Per questo motivo si attendeva molto l’inizio delle audizioni pubbliche alla Camera, sulla base dell’idea che una parte degli americani – e dei Repubblicani – potesse cambiare idea ascoltando le testimonianze delle persone coinvolte in questa storia, e sulla base della speranza – da parte dei Democratici – di trovare un “momento John Dean”: una testimonianza credibile, grave e inequivoca sulla condotta del presidente degli Stati Uniti. Quel momento è arrivato, apparentemente, ma non è chiaro che conseguenze avrà. Al contrario di quanto accadde per Richard Nixon e Bill Clinton, per i quali gli scandali furono più o meno “un fulmine a ciel sereno”, come da semplificazioni giornalistiche, l’intera breve carriera politica di Donald Trump è stata ininterrottamente costellata da scandali su scandali, dal caso Russia alle accuse di corruzione, dai tentativi di favorire le proprie imprese ai soldi versati a un’attrice di film porno perché negasse la sua relazione col presidente. La sensibilità dell’opinione pubblica statunitense è cambiata moltissimo dagli anni Settanta a oggi, ed è stata ulteriormente intorpidita dalla radicalizzazione asimmetrica della politica statunitense – il Partito Repubblicano oggi ha posizioni di estrema destra simili a quelle di Alternative Für Deutschland, il partito neofascista tedesco – e dai numerosissimi scandali dell’amministrazione Trump, per il quale l’asticella delle aspettative e delle pretese da parte degli elettori è molto bassa.

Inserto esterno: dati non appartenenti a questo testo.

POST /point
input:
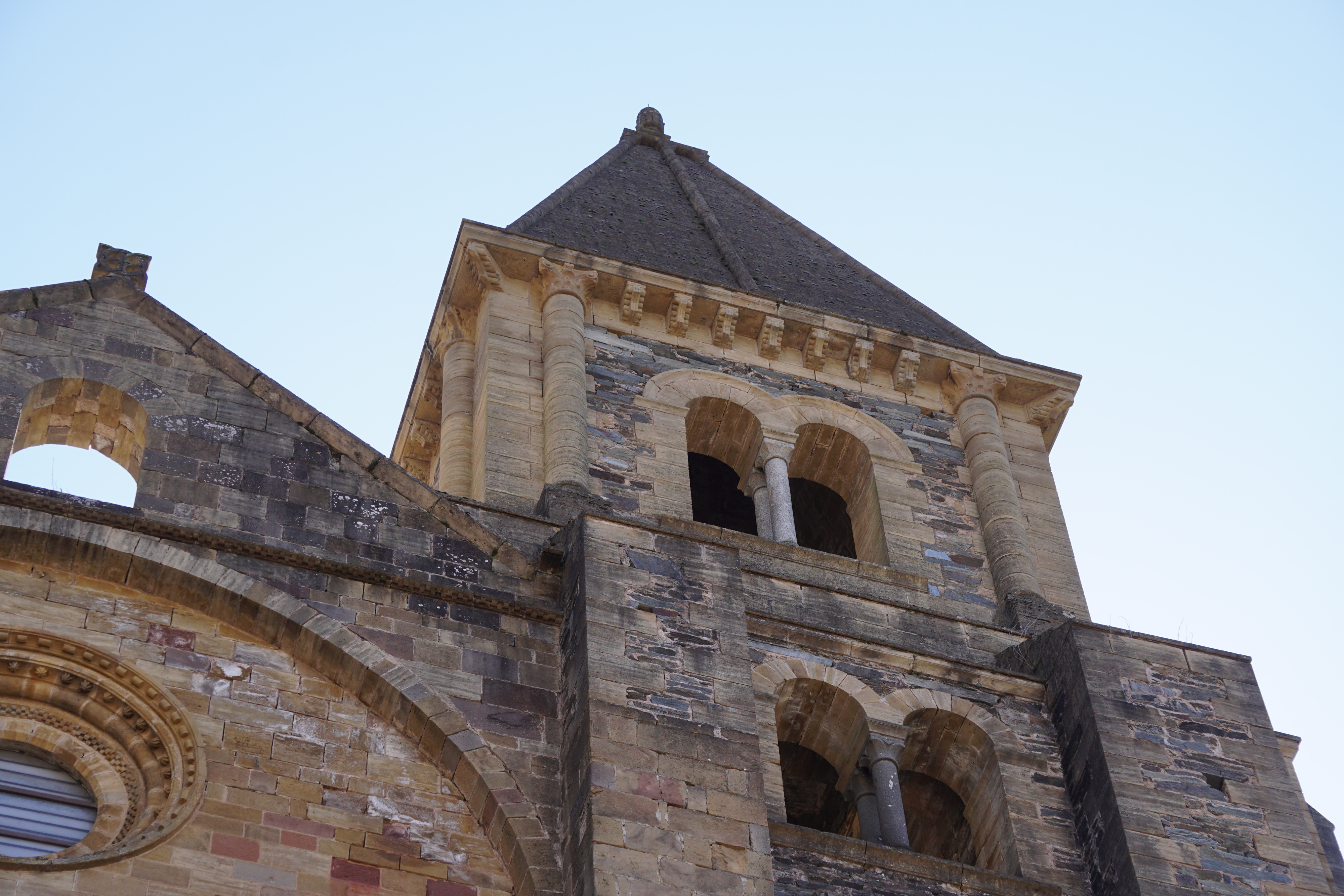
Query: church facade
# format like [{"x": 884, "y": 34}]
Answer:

L’esito dell’impeachment non dipenderà quindi dall’eventualità che sia accertata o meno la condotta di Trump rispetto all’Ucraina, sulla quale razionalmente non ci sono più dubbi, né strettamente sul giudizio che i senatori ne daranno, bensì su quanto sia ancora vera nel 2019 la famosa frase che Trump disse a gennaio del 2016: «Potrei sparare a qualcuno in mezzo a Fifth Avenue e comunque non perderei voti».